In a Dec. 18 column, Alan Caron damns trade with faint praise and contributes to the misunderstanding about its effects on jobs and the economy.

He claims that “freewheeling” trade deals have favored big companies, and that global trade has “enriched Wall Street beyond its wildest dreams.” This may sound good to Bernie Sanders’ fans, but it’s also wrong.

The great beneficiaries of trade aren’t big companies or Wall Street. They are all the American consumers who have a much broader choice of products at lower prices than would otherwise be the case.

And American producers, large and small, who incorporate foreign inputs make their products less expensive and sometimes superior in quality. These benefits are so ingrained in the economy that they are often taken for granted.

For protectionists, trade is always about job losses.

Mr. Caron’s contention that trade has put “millions of Americans out of work” is misleading at best. It is important to know that over the past 30 years, manufacturing output in the U.S. has risen 85 percent while manufacturing employment has declined 17 percent.

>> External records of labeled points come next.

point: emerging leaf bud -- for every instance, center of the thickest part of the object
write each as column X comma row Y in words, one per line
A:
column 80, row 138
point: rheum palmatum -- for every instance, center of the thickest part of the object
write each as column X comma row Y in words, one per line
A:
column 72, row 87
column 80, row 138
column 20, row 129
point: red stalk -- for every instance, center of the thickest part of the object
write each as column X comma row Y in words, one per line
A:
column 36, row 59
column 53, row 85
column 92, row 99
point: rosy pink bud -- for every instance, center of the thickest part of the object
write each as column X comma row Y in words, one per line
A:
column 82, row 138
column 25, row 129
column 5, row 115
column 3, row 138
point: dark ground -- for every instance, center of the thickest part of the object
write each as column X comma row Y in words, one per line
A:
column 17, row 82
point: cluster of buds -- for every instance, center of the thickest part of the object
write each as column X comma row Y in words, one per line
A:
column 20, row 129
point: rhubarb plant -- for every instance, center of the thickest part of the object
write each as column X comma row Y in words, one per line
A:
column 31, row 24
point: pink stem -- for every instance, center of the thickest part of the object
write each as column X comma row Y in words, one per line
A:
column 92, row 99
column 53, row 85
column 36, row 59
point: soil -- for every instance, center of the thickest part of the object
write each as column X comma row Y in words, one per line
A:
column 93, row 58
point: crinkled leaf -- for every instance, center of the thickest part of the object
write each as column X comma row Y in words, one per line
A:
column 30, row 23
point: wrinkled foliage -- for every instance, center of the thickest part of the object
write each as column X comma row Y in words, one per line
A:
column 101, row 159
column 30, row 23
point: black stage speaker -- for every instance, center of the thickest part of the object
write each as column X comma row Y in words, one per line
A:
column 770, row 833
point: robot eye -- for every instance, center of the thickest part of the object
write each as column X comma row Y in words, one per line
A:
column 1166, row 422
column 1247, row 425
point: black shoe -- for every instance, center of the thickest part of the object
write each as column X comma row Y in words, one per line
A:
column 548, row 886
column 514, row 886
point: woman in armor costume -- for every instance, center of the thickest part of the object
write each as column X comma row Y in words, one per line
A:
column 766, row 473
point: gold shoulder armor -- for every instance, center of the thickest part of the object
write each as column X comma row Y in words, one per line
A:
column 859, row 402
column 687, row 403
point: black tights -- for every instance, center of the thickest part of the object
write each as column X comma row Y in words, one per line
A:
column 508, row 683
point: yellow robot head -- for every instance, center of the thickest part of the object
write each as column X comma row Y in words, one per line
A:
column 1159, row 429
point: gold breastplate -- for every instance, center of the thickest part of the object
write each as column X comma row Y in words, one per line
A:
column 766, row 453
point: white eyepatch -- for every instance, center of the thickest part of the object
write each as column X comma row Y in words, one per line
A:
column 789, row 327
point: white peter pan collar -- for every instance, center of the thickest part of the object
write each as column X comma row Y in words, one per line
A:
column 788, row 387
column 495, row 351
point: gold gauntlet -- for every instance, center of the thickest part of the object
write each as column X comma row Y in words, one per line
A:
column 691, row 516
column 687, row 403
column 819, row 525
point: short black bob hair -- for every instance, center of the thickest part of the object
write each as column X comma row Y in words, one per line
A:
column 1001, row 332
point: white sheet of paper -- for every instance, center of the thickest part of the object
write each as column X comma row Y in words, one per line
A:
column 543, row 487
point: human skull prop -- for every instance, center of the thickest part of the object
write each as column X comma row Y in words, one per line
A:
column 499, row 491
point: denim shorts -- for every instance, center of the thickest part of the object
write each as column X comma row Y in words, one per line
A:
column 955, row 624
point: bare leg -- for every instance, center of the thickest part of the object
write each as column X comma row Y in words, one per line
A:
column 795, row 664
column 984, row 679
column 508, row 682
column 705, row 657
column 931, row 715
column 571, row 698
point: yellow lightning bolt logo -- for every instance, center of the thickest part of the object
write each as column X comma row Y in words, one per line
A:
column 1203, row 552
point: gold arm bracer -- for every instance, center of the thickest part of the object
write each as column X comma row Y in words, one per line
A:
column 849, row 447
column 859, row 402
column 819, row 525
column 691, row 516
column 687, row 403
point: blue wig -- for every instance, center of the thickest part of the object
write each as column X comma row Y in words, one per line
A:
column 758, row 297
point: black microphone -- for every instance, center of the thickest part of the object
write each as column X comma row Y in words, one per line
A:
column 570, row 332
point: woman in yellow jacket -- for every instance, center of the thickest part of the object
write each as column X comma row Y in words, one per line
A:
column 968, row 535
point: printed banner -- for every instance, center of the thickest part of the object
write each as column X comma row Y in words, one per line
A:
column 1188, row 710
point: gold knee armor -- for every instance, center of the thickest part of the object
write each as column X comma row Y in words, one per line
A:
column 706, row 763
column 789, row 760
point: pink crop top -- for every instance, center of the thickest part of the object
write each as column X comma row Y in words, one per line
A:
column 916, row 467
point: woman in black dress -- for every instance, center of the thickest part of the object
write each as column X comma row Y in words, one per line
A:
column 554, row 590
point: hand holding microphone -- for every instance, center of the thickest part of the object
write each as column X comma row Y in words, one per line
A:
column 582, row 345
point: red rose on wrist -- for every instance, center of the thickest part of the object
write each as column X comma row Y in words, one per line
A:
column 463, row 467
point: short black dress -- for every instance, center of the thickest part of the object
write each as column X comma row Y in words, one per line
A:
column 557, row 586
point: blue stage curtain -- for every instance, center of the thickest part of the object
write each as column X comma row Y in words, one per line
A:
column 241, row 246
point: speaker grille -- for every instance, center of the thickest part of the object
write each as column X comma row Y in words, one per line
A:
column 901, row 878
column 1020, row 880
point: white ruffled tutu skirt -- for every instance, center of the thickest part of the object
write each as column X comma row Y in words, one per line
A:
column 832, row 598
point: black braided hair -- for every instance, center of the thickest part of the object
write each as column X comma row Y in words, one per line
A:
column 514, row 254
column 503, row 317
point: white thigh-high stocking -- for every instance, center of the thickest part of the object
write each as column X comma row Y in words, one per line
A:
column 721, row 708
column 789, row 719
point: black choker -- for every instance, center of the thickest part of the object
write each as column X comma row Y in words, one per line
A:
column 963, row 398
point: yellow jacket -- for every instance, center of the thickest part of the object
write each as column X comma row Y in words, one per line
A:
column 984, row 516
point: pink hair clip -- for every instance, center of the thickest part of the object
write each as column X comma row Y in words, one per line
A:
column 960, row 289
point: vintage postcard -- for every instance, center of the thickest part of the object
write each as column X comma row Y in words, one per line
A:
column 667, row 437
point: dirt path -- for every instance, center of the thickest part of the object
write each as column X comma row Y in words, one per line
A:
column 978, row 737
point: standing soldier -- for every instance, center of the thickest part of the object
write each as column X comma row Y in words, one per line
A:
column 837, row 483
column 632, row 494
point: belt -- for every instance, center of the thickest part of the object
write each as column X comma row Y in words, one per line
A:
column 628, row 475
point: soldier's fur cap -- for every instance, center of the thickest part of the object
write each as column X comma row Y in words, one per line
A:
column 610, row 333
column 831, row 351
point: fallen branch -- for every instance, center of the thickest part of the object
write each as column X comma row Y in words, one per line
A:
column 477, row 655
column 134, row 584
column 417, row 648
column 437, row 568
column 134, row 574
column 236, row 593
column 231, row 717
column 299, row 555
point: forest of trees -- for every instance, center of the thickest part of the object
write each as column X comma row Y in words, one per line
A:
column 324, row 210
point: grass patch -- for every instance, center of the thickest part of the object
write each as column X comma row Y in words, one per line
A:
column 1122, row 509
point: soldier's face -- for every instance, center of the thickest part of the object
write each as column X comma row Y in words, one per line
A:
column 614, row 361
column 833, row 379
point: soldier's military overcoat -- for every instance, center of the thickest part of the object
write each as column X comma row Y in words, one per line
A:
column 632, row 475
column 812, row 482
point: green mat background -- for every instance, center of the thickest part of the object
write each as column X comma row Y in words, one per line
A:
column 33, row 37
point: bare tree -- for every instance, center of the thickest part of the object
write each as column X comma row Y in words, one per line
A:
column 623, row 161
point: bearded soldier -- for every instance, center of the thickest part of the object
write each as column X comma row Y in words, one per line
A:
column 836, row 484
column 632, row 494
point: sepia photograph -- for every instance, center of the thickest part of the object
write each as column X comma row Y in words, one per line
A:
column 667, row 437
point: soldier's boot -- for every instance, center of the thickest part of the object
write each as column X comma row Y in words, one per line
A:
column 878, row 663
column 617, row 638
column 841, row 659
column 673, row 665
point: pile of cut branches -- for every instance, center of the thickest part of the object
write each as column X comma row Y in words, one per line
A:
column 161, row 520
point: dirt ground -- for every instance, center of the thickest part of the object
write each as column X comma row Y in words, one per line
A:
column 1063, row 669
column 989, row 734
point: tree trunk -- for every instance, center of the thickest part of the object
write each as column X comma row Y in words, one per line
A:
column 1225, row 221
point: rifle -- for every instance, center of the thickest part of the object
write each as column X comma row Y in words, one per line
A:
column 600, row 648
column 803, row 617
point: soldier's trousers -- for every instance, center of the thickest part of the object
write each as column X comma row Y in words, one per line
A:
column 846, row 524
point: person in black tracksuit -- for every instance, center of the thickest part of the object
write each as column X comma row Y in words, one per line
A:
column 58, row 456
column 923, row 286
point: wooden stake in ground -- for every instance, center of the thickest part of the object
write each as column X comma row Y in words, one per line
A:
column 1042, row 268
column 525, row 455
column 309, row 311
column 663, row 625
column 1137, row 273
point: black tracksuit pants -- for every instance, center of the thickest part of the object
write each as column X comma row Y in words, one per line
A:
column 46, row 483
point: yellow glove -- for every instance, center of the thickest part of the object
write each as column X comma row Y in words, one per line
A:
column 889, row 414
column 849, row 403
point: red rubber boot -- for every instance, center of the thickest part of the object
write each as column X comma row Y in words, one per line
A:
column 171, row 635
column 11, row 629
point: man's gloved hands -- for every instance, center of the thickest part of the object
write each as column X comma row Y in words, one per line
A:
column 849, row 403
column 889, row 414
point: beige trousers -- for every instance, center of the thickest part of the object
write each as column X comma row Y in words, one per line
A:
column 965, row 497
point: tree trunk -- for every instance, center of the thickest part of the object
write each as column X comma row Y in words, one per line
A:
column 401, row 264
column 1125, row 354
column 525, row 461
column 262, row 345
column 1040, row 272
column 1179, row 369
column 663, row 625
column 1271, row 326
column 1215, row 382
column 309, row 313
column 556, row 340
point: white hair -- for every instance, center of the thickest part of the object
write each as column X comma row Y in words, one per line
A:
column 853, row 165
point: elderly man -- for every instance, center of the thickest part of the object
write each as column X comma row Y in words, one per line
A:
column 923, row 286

Some of these losses can be attributed to trade competition, but they are a small fraction of the losses caused by technological advances, especially automation, and productivity gains. Tearing up trade agreements and otherwise restricting trade to prevent job losses would be like bulldozing the house because it has a leaky faucet.

Mr. Caron needs to define what he means by “fair” trade; otherwise, the term is meaningless. In the meantime, the free trade he disparages is responsible for higher living standards in the U.S. and expanding prosperity around the world.